The summer of 2014 was the 100th anniversary of the first shots fired in Sarajevo. In art history World War I marks the transition from a hero worshipping war iconography to the metastasizing of human war-sufferings and its meaninglessness.
The avant-garde and tendency art that followed in the wake of that war was keenly felt in Norway. The exhibition Shadows of War, Political art in Norway 1914-2014, shows how artists at different times have rebelled against established norms, depicted dramatic collective experiences and created utopias of a better world.
The exhibition consists of 150 works and gives the audience a unique opportunity to see contraventions and continuity in political art in Norwegian history.
Per Krogh and other key artists from the interwar period up to today appear in Kunstnerenes hus from January 30th to March 29th. Take this opportunity to experience works by, among others, Per Lasson Krogh (1889-1965), son of the bohemians Oda and Christian Krogh. The family lived in Paris when Per Krogh was growing up and as an adult he had an important position on the Norwegian art scene and was headmaster at the National Art Academy for several years.
Growing up in Paris, Krogh showed early a clear artistic talent, and in the years 1903-1907 was a student of his father on Académie Colarossi and in 1909-1910 a student of Henri Matisse at the Matisse Academy in Paris along with several other Norwegian artists. He was clearly influenced by Pablo Picasso and the cubism idiom, with decomposed images in cubes and geometric shapes with schematic and decorative constructions. Below we see the painting Cabaret (musicians and female dancers) 1913/14 which was purchased by the Oslo National Gallery in 1966.
The exhibition’s theme of art relating to war and society is more relevant than ever today. How should we relate to our time’s wars and sufferings? Do artists have a special obligation to do so? As a result of new source material consisting of paintings, photographs and drawings, several of the works have never been exhibited before, and so the exhibition illustrates the importance of war and rebellion on the artist’s role and the development of contemporary arts.

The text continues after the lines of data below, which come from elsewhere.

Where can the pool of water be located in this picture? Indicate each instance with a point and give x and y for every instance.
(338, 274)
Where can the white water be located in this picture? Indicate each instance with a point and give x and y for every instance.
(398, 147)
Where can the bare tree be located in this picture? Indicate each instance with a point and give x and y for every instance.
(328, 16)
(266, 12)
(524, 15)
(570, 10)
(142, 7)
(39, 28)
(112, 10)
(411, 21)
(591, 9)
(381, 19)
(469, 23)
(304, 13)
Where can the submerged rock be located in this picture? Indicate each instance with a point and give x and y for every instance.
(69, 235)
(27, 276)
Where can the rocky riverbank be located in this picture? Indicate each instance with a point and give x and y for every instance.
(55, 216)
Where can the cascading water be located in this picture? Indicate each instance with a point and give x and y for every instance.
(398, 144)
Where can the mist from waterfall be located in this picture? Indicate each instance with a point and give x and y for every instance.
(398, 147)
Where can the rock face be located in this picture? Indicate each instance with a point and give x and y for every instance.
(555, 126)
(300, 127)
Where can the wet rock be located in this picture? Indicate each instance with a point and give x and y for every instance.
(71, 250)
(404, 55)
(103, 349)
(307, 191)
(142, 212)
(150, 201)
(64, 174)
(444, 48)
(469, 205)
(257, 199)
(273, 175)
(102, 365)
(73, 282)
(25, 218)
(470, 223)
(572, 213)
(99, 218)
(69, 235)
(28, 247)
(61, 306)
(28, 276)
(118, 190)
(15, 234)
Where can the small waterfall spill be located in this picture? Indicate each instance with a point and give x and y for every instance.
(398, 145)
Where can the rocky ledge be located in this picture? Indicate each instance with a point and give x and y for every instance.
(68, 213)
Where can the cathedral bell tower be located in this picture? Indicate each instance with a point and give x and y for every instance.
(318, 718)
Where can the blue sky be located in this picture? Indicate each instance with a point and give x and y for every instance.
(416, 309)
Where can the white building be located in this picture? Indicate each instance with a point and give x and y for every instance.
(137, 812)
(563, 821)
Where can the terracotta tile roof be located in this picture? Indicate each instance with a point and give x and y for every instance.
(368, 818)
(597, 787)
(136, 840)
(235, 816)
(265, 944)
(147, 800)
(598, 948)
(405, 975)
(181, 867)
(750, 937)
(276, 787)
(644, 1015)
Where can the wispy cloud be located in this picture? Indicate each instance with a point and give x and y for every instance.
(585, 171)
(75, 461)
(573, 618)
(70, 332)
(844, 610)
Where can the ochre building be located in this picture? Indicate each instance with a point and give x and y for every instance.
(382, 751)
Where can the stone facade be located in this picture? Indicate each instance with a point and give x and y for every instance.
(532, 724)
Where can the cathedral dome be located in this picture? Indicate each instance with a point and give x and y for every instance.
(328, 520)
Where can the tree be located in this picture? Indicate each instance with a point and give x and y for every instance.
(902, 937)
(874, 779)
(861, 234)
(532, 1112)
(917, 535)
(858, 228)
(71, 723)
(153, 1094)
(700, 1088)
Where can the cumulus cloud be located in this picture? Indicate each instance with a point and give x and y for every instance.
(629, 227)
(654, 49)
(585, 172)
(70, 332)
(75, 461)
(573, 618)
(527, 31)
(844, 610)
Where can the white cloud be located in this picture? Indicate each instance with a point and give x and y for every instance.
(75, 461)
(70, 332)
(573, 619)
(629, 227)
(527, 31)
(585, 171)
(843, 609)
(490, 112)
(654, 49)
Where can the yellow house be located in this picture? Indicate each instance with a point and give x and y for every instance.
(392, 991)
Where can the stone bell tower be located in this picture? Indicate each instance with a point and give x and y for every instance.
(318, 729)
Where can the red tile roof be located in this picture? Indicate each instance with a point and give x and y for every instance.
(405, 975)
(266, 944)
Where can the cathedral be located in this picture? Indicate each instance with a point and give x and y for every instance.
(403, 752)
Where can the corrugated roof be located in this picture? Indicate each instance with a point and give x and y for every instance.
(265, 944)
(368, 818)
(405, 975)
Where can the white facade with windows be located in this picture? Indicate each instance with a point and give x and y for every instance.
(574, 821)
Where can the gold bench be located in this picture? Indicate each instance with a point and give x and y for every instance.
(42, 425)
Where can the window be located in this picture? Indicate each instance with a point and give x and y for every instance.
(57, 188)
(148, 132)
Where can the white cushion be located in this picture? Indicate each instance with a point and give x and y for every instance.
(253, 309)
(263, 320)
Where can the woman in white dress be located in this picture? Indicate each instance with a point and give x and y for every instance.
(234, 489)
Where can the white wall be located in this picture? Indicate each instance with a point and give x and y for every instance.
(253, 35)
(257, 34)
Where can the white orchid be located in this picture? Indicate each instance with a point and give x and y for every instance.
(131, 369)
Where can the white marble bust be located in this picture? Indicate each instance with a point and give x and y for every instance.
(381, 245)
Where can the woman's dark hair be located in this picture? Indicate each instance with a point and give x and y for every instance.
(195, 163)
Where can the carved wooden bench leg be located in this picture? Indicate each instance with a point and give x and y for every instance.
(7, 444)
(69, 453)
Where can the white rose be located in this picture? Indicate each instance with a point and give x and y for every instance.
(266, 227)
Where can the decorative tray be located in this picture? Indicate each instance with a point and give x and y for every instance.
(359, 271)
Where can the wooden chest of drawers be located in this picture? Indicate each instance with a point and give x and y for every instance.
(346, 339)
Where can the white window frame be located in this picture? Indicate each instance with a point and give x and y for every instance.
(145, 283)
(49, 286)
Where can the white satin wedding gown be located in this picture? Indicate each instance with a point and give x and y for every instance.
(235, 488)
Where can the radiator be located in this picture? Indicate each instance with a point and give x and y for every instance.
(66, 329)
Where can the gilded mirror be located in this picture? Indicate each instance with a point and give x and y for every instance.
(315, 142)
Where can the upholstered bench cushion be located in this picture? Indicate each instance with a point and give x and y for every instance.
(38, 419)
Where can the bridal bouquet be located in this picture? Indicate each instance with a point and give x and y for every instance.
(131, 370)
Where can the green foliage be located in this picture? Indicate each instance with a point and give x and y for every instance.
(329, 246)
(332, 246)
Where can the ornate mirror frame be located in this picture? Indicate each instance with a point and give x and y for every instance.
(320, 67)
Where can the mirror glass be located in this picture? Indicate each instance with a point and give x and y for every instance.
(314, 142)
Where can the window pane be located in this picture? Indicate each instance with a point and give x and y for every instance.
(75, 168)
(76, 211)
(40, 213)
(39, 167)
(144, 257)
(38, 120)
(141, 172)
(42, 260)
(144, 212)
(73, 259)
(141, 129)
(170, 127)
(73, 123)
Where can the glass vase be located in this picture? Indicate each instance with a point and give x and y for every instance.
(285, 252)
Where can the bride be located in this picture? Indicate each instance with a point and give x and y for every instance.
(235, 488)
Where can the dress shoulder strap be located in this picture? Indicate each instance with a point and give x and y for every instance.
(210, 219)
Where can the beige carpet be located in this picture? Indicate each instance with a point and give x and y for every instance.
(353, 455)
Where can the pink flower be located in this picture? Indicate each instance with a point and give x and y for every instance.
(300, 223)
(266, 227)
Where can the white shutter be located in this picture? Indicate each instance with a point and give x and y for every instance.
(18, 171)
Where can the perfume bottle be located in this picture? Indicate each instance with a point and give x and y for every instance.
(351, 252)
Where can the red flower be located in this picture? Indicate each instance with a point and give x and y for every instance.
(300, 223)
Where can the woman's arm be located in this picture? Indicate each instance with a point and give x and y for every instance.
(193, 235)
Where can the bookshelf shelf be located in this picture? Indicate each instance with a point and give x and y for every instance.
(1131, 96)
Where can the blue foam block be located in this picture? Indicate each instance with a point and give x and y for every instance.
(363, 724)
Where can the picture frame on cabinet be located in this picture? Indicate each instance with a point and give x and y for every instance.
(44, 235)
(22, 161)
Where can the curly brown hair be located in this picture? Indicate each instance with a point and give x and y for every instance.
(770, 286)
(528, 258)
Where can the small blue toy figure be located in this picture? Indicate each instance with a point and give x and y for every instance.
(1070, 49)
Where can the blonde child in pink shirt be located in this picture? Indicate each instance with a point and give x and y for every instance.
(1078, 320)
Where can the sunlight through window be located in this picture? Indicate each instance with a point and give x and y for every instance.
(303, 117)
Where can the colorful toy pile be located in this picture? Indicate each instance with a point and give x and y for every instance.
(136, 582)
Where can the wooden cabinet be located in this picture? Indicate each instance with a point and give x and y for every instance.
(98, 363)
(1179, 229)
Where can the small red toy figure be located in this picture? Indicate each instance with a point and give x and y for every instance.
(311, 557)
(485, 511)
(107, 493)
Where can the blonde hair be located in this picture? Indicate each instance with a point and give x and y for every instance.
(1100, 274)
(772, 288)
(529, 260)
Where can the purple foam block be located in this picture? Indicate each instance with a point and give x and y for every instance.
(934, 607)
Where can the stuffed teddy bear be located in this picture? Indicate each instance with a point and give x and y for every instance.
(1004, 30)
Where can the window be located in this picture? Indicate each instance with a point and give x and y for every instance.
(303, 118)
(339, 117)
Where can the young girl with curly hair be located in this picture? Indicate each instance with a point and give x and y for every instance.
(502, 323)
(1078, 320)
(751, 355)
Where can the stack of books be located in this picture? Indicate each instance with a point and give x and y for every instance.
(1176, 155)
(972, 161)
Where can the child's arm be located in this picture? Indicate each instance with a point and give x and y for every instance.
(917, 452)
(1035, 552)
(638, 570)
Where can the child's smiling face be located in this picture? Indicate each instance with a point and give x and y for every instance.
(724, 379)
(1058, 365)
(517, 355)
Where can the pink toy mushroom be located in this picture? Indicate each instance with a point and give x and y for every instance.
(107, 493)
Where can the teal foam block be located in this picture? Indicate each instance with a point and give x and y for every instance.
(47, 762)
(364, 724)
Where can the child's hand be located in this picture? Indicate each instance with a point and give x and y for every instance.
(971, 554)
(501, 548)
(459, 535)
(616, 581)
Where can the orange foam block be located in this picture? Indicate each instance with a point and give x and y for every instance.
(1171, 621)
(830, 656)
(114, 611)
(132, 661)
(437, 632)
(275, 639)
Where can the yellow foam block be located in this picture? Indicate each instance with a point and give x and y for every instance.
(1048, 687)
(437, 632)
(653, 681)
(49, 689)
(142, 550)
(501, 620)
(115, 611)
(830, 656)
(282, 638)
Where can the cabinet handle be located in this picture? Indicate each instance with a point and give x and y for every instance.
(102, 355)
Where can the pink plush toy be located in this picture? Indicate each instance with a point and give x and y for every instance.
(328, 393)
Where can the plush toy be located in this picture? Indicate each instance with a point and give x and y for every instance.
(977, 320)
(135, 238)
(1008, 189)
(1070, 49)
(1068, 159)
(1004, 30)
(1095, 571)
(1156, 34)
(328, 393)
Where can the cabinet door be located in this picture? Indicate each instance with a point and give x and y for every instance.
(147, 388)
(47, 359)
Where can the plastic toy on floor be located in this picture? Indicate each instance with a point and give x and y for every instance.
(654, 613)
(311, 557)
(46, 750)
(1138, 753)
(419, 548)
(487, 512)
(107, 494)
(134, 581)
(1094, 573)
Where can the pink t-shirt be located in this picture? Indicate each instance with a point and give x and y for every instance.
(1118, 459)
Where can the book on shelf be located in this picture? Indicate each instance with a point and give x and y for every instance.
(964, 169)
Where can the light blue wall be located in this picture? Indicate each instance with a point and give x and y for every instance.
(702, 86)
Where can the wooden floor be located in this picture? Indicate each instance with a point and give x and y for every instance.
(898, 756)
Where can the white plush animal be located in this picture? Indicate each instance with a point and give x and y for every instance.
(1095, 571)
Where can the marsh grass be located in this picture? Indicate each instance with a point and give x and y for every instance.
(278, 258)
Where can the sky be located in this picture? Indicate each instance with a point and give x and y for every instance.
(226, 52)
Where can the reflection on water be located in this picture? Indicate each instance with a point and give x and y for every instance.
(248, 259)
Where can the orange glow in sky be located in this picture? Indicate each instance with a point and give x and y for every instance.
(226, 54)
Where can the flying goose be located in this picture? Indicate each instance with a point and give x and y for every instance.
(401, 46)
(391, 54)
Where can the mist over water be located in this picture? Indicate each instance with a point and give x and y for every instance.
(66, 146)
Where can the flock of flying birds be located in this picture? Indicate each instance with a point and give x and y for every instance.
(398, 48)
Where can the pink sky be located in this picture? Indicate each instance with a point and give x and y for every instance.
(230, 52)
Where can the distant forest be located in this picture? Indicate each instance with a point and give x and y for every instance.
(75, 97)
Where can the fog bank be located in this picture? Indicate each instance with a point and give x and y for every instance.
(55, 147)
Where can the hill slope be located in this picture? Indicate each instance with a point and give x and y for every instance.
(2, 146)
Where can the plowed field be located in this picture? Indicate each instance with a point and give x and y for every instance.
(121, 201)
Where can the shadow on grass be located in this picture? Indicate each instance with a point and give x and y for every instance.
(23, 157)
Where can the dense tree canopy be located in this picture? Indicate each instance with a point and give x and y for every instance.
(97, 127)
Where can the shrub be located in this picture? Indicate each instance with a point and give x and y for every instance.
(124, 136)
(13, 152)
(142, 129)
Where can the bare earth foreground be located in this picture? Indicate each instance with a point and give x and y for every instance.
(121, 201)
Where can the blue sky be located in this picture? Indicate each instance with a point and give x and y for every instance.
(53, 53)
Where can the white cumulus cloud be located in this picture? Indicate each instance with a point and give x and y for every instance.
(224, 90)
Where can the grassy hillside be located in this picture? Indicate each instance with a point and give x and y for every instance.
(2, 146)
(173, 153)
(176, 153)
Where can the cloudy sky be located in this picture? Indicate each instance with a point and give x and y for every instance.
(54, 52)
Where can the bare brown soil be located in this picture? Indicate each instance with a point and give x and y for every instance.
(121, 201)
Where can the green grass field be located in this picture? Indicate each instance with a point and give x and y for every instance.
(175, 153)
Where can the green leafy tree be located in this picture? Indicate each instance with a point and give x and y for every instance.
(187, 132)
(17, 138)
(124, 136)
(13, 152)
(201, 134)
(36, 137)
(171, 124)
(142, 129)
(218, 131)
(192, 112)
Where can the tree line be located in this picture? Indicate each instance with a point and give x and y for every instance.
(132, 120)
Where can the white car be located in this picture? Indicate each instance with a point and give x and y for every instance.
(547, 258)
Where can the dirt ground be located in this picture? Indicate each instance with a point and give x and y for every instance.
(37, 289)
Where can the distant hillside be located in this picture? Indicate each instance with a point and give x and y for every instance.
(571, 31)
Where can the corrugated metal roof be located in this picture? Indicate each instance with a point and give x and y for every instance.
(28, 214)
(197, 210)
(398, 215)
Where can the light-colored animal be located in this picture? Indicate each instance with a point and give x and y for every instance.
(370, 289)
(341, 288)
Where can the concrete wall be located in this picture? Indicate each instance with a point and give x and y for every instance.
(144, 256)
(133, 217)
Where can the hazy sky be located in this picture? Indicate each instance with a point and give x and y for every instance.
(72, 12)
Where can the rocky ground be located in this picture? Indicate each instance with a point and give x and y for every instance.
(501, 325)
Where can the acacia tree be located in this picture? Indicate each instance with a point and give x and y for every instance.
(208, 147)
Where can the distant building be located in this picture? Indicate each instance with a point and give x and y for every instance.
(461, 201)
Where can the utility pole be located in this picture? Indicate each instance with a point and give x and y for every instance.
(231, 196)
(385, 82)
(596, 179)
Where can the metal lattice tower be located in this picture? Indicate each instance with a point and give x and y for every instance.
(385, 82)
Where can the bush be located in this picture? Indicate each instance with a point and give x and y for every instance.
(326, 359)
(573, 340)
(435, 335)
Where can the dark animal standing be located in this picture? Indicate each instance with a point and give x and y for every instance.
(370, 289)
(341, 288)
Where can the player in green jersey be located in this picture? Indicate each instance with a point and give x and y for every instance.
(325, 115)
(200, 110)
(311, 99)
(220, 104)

The exhibition focuses on three periods; the interwar (1919-1939), the postwar years and the present (2000-2014).
The tradegy of the First World War with millions of dead soldiers in the miles-long trenches are part of modernity’s experience and memory. War changed art from a nation’s hero worshipping war iconography to an accentuation of suffering and meaninglessness, which had great influence on avant garde artists and paved the way for a political message trend in art. Henrik Sørensen (1882-1962) believed the artist had a special obligation to react against injustice and suffering, but his pacifist commitment was seen as utopian and naive infatuation in the 1930s.
Several of his anti-war works from the interwar period are centrally located in the exhibition, such as the large tableaux Street Fight (1930) and Ground of Honor (1931) along with sketches for the mural Dream of the eternal peace, the League of Nations in Geneva in 1939. In addition, paintings by Per Krohg (1889-1965), Reidar Aulie (1904-1977), Willi Midelfart (1904-1975), Kai Fjell (1907-1989), Arne Ekeland (1908-1994), as well as photographs of activist Nanna Broch (1879-1971) from the slums of and posters from Østkantutstillingen on Ankertorget (East side exhibition at Anker Square) are represented in the exhibition.